Nel giro di 10 anni del nostro Paese non rimarrà più nulla. O quasi. E’ la conclusione catastrofica cui giunge nella sua analisi il professore Roberto Orsi della London School of Economics and Political Science (LSE). Che cosa ci sta portando alla dissoluzione e all’irrilevanza economica? Una classe politica miope che non sa fare altro che aumentare le tasse in nome della stabilità. Monti ha fatto così. E Letta sta seguendo l’esempio. Il tutto unito a una “terribile gestione finanziaria, infrastrutture inadeguate, corruzione onnipresente, burocrazia inefficiente, il sistema di giustizia più lento e inaffidabile d’Europa”.

L’ANALISI DI ORSI

“Gli storici del futuro probabilmente guarderanno all’Italia come un caso perfetto di un Paese che è riuscito a passare da una condizione di nazione prospera e leader industriale in soli vent’anni in una condizione di desertificazione economica, di incapacità di gestione demografica, di rampate terzomondializzazione, di caduta verticale della produzione culturale e di un completo caos politico istituzionale. Lo scenario di un serio crollo delle finanze dello Stato italiano sta crescendo, con i ricavi dalla tassazione diretta diminuiti del 7% in luglio, un rapporto deficit/Pil maggiore del 3% e un debito pubblico ben al di sopra del 130%. Peggiorerà.

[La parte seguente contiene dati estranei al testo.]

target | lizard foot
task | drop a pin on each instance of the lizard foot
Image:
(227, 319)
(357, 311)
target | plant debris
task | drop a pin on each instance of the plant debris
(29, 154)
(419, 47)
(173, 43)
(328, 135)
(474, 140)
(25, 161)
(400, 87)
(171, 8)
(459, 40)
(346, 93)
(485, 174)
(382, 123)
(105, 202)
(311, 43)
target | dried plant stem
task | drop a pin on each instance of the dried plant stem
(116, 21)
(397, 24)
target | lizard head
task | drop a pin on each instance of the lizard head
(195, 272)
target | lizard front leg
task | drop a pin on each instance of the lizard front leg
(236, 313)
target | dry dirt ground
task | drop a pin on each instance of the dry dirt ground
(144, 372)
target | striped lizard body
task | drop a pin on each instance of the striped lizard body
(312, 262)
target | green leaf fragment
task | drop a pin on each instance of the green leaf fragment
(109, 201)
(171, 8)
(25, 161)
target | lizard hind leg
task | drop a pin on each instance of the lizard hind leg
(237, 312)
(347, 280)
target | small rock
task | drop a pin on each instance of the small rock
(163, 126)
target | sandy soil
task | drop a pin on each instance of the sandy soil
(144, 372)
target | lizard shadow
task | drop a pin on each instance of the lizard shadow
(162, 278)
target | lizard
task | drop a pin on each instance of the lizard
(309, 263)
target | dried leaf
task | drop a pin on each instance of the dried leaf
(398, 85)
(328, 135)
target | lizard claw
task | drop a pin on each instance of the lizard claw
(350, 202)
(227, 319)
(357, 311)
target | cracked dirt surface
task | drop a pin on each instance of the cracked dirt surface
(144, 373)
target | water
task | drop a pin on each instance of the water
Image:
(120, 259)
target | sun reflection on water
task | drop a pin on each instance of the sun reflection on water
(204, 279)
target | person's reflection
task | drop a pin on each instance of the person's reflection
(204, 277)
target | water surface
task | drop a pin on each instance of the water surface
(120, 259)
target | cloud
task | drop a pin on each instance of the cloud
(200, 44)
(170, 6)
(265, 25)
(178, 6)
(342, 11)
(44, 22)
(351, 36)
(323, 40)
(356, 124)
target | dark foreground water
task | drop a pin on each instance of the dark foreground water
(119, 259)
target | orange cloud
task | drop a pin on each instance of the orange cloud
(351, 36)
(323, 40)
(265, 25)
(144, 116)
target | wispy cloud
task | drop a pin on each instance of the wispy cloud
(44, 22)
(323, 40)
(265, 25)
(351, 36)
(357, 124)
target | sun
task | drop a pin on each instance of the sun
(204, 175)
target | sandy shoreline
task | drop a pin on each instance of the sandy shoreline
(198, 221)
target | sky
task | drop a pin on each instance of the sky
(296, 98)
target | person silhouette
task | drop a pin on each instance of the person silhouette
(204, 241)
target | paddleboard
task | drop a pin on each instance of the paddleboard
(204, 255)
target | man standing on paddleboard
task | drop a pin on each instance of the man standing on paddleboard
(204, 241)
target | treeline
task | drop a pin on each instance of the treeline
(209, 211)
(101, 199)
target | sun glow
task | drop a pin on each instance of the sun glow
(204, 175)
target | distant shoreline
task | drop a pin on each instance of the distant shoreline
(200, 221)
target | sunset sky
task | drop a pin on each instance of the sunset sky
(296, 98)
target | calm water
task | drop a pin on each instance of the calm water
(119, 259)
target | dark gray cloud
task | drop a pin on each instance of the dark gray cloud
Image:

Il governo sa perfettamente che la situazione è insostenibile, ma per il momento è in grado soltanto di ricorrere ad un aumento estremamente miope dell’IVA (un incredibile 22%!), che deprime ulteriormente i consumi, e a vacui proclami circa la necessità di spostare il carico fiscale dal lavoro e dalle imprese alle rendite finanziarie. Le probabilità che questo accada sono essenzialmente trascurabili. Per tutta l’estate, i leader politici italiani e la stampa mainstream hanno martellato la popolazione con messaggi di una ripresa imminente. In effetti, non è impossibile per un’economia che ha perso circa l’8 % del suo PIL avere uno o più trimestri in territorio positivo. Chiamare un (forse) +0,3% di aumento annuo “ripresa” è una distorsione semantica, considerando il disastro economico degli ultimi cinque anni. Più corretto sarebbe parlare di una transizione da una grave recessione a una sorta di stagnazione.

Il 15% del settore manifatturiero in Italia, prima della crisi il più grande in Europa dopo la Germania, è stato distrutto e circa 32.000 aziende sono scomparse. Questo dato da solo dimostra l’immensa quantità di danni irreparabili che il Paese subisce. Questa situazione ha le sue radici nella cultura politica enormemente degradata dell’élite del Paese, che, negli ultimi decenni, ha negoziato e firmato numerosi accordi e trattati internazionali, senza mai considerare il reale interesse economico del Paese e senza alcuna pianificazione significativa del futuro della nazione. L’Italia non avrebbe potuto affrontare l’ultima ondata di globalizzazione in condizioni peggiori.

La leadership del Paese non ha mai riconosciuto che l’apertura indiscriminata di prodotti industriali a basso costo dell’Asia avrebbe distrutto industrie una volta leader in Italia negli stessi settori. Ha firmato i trattati sull’Euro promettendo ai partner europei riforme mai attuate, ma impegnandosi in politiche di austerità. Ha firmato il regolamento di Dublino sui confini dell’UE sapendo perfettamente che l’Italia non è neanche lontanamente in grado (come dimostra il continuo afflusso di immigrati clandestini a Lampedusa e gli inevitabili incidenti mortali) di pattugliare e proteggere i suoi confini. Di conseguenza , l’Italia si è rinchiusa in una rete di strutture giuridiche che rendono la scomparsa completa della nazione certa.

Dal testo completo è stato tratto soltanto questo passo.